Air wajah Banyu sontak berubah. “Tebakan apa?”

“Kamu bakal jadi suami durhaka dan istrimu kirim surat ke Indosiar.”

Tawa Banyu meledak lagi. “Kalau istrinya kamu ya pasti akan begitu.”

Lilah mencibir. "Sayangnya aku nggak akan menikah, aku nggak akan jadi istri siapa-siapa,” Lilah meminta Banyu menggarisbawahi itu. “Aku nggak akan jadi  pasangan permanen buat siapa pun.
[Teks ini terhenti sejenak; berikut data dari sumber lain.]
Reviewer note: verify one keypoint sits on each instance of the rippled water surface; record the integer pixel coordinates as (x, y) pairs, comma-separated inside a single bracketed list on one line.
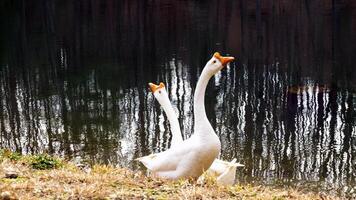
[(74, 74)]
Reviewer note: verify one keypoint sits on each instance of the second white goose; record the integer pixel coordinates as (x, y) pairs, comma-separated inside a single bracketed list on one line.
[(223, 170), (193, 156)]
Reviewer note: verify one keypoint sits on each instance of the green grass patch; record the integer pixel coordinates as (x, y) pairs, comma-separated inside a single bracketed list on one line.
[(44, 161)]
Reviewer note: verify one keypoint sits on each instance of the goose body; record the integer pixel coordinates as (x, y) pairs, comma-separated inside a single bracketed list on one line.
[(191, 157), (223, 170)]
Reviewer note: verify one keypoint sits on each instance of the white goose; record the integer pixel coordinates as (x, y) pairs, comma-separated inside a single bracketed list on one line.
[(191, 157), (223, 170)]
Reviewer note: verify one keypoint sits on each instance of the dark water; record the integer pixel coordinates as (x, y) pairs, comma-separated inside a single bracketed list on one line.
[(74, 74)]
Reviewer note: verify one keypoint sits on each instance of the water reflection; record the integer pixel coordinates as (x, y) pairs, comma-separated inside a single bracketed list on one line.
[(75, 82)]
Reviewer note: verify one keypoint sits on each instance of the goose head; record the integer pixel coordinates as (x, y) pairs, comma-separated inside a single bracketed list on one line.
[(160, 93), (217, 62)]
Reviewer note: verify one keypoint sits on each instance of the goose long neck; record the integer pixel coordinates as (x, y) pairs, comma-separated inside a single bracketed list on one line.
[(199, 97), (174, 123)]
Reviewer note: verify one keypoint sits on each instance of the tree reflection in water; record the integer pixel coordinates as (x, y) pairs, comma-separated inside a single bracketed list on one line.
[(74, 82)]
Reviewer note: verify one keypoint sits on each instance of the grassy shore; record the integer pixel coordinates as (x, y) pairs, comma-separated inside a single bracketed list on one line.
[(45, 177)]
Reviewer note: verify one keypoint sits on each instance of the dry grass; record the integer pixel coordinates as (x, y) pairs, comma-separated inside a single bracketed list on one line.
[(105, 182)]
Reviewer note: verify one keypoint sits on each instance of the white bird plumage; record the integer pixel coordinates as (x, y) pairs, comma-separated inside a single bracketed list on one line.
[(191, 157), (224, 171)]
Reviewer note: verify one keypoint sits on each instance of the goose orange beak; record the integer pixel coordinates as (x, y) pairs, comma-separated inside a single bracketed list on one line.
[(224, 60), (154, 87)]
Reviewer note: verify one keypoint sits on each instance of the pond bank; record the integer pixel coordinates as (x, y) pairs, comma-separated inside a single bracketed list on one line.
[(45, 177)]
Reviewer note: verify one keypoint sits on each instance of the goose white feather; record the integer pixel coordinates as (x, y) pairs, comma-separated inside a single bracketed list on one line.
[(223, 170), (191, 157)]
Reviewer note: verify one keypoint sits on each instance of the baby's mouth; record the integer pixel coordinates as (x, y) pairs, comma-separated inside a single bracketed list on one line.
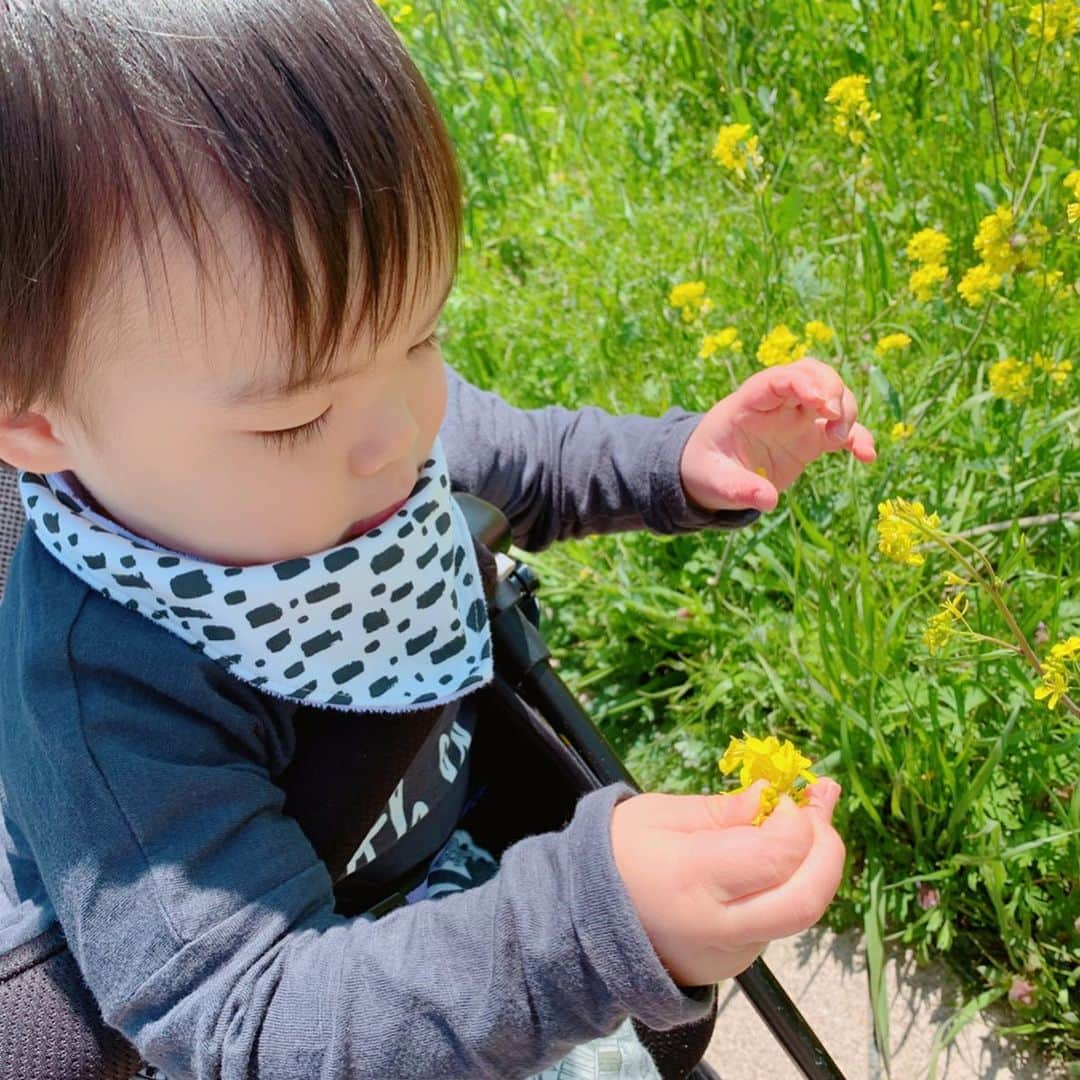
[(359, 528)]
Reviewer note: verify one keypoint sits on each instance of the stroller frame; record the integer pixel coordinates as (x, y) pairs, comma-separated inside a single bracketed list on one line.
[(523, 660)]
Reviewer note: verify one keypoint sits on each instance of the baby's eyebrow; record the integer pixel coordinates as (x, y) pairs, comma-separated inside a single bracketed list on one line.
[(259, 391)]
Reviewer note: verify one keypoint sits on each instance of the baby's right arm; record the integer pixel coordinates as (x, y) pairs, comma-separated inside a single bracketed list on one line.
[(143, 780), (711, 889)]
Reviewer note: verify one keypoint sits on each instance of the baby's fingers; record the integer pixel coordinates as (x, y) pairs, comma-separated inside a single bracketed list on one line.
[(800, 901), (743, 861)]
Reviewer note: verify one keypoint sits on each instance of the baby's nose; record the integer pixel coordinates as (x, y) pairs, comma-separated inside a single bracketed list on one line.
[(388, 440)]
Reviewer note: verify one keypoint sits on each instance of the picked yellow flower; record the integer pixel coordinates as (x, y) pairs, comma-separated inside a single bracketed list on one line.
[(892, 342), (773, 760), (901, 525), (736, 149)]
Sudah terlalu banyak orang yang kulukai, dan aku nggak ingin kamu—atau siapa pun juga terluka.”

Jeda beberapa saat, meninggalkan kesunyian yang jika dibiarkan lama-lama akan justru membuat lumpuh. “Kamu boleh berencana, tapi hidup nggak bisa diprediksi,” Banyu bersuara, menghancurkan keheningan itu. “Kamu nggak bisa menutup diri dari kemungkinan-kemungkinan yang menunggu di depan. Semesta suka berengsek.”
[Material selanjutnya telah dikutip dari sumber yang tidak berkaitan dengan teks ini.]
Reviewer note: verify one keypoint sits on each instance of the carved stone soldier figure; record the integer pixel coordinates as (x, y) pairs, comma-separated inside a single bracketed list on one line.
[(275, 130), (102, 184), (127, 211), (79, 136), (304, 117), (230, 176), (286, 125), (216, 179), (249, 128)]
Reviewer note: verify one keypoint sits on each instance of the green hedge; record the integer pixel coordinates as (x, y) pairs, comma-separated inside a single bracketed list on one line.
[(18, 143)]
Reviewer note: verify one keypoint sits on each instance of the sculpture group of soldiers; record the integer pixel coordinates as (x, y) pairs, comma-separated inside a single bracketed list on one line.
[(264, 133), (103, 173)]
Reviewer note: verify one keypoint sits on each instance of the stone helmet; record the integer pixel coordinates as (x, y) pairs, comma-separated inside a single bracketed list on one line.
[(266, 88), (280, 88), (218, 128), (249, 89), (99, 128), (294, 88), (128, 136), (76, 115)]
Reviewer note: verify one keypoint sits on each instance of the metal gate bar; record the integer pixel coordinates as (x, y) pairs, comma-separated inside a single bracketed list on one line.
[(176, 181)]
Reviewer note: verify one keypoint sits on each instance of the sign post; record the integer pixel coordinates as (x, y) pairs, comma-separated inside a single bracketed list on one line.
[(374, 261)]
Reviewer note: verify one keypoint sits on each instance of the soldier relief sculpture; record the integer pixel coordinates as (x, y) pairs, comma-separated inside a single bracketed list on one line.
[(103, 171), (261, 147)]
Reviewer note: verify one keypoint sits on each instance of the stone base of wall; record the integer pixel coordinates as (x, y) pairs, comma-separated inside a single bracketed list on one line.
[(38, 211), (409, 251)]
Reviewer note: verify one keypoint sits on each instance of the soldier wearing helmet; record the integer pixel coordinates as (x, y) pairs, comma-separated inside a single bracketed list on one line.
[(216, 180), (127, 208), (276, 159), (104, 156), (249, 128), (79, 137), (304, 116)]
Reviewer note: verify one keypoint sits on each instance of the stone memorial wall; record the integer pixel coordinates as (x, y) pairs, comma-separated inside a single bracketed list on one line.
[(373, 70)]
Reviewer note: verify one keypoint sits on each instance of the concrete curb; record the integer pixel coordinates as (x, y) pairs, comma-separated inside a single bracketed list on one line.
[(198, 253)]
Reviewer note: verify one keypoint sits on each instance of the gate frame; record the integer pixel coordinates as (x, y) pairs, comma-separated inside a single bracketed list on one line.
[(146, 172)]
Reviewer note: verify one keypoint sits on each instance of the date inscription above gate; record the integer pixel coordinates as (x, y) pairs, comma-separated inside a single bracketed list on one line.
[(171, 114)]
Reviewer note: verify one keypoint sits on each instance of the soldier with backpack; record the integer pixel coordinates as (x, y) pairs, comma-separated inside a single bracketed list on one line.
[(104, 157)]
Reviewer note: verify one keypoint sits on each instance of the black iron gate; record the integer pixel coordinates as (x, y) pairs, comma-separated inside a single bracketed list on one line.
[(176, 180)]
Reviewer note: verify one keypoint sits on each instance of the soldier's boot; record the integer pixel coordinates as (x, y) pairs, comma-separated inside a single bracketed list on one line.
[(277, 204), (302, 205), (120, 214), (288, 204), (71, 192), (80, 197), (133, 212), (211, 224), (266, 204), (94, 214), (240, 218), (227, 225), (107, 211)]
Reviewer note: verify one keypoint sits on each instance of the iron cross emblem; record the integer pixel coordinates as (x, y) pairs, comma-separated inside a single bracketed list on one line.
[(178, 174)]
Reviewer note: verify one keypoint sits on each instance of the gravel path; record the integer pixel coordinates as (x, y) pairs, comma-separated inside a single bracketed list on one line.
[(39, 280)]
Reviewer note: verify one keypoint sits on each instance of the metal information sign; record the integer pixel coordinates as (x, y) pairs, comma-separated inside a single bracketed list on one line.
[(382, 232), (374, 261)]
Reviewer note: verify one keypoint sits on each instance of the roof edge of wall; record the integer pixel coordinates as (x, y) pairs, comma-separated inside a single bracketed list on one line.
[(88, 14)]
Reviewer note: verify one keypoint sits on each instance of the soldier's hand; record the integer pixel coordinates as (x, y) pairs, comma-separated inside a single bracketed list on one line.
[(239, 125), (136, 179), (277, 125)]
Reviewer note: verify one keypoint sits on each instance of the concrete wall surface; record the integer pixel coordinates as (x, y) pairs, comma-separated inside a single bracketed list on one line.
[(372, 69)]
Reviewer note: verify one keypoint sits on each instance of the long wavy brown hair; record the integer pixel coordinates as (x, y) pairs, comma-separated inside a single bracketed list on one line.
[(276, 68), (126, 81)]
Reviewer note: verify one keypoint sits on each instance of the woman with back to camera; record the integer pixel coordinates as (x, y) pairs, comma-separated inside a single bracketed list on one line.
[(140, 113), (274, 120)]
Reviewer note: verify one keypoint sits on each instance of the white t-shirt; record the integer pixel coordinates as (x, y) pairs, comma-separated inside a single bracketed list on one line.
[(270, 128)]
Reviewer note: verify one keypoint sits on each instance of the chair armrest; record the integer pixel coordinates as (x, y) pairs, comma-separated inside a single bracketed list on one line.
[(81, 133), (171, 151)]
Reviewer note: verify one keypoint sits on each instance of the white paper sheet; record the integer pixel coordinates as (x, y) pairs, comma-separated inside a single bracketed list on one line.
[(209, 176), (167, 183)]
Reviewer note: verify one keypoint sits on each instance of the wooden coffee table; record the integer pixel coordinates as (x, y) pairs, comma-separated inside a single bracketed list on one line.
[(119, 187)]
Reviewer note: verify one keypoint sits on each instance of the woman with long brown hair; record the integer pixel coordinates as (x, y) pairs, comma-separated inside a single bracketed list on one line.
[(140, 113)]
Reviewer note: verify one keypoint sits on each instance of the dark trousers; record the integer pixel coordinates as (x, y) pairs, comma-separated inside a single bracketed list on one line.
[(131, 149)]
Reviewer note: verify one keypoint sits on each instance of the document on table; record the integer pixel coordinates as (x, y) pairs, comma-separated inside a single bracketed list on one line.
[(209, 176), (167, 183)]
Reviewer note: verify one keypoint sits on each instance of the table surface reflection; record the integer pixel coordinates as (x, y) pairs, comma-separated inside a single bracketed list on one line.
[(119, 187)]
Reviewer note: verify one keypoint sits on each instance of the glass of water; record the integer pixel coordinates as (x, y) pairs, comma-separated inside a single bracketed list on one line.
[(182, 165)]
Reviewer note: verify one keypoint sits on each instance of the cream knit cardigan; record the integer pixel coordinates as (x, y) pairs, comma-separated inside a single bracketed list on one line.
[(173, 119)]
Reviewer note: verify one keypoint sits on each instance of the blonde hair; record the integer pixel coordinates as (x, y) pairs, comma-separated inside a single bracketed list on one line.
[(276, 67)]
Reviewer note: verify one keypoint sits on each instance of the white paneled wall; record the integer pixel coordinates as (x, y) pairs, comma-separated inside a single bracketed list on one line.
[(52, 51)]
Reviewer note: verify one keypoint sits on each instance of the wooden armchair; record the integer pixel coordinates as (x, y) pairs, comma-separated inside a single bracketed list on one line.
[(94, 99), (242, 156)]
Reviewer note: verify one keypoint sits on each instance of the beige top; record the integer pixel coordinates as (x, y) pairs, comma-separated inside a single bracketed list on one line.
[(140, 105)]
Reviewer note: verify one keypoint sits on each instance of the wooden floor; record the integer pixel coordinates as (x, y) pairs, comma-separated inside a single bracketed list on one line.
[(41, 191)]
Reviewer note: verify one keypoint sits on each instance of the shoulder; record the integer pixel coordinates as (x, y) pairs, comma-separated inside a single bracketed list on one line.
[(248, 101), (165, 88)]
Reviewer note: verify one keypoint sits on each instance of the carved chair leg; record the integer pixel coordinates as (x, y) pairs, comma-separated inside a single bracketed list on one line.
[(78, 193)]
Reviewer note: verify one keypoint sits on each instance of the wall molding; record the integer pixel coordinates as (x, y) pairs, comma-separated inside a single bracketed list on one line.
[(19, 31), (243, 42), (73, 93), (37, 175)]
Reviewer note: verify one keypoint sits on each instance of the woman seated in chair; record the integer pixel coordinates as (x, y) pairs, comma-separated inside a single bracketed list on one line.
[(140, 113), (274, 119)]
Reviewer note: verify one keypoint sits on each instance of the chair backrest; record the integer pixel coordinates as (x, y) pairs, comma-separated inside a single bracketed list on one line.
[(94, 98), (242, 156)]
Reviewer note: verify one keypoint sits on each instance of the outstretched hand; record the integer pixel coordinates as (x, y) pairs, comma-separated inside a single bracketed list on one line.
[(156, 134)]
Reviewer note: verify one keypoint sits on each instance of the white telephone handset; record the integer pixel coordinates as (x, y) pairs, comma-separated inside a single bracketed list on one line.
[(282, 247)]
“Tapi, lebih baik begitu daripada aku berharap kemudian semesta jadi lebih berengsek.”

Defense mechanism, ya?” Banyu mengangguk-angguk paham, berupaya merangkai petak demi petak dalam kepala Lilah. “Aku bilang, apa pun keputusanmu, lakukan saja. Tapi, satu; jangan biarkan pengalaman ini bikin kamu pahit.”

Pernyataan itu sedikitnya menyentil hati Lilah. Banyu benar. Kebijaksanaan palsu itu hanya menimbulkan kegetiran yang menggunung. “Untuk saat ini, itulah keputusanku. Stay present, kan? Itu yang kulihat sekarang. Aku nggak akan menikah.”

Banyu tersenyum ketika Lilah meralat itu. “Take your time. Sesuatu yang dilakukan secara terburu-buru seringnya jadi nggak baik.”

Lilah menaikkan sebelah alis, curiga. “Itu... ngomongnya serius apa ngaco?”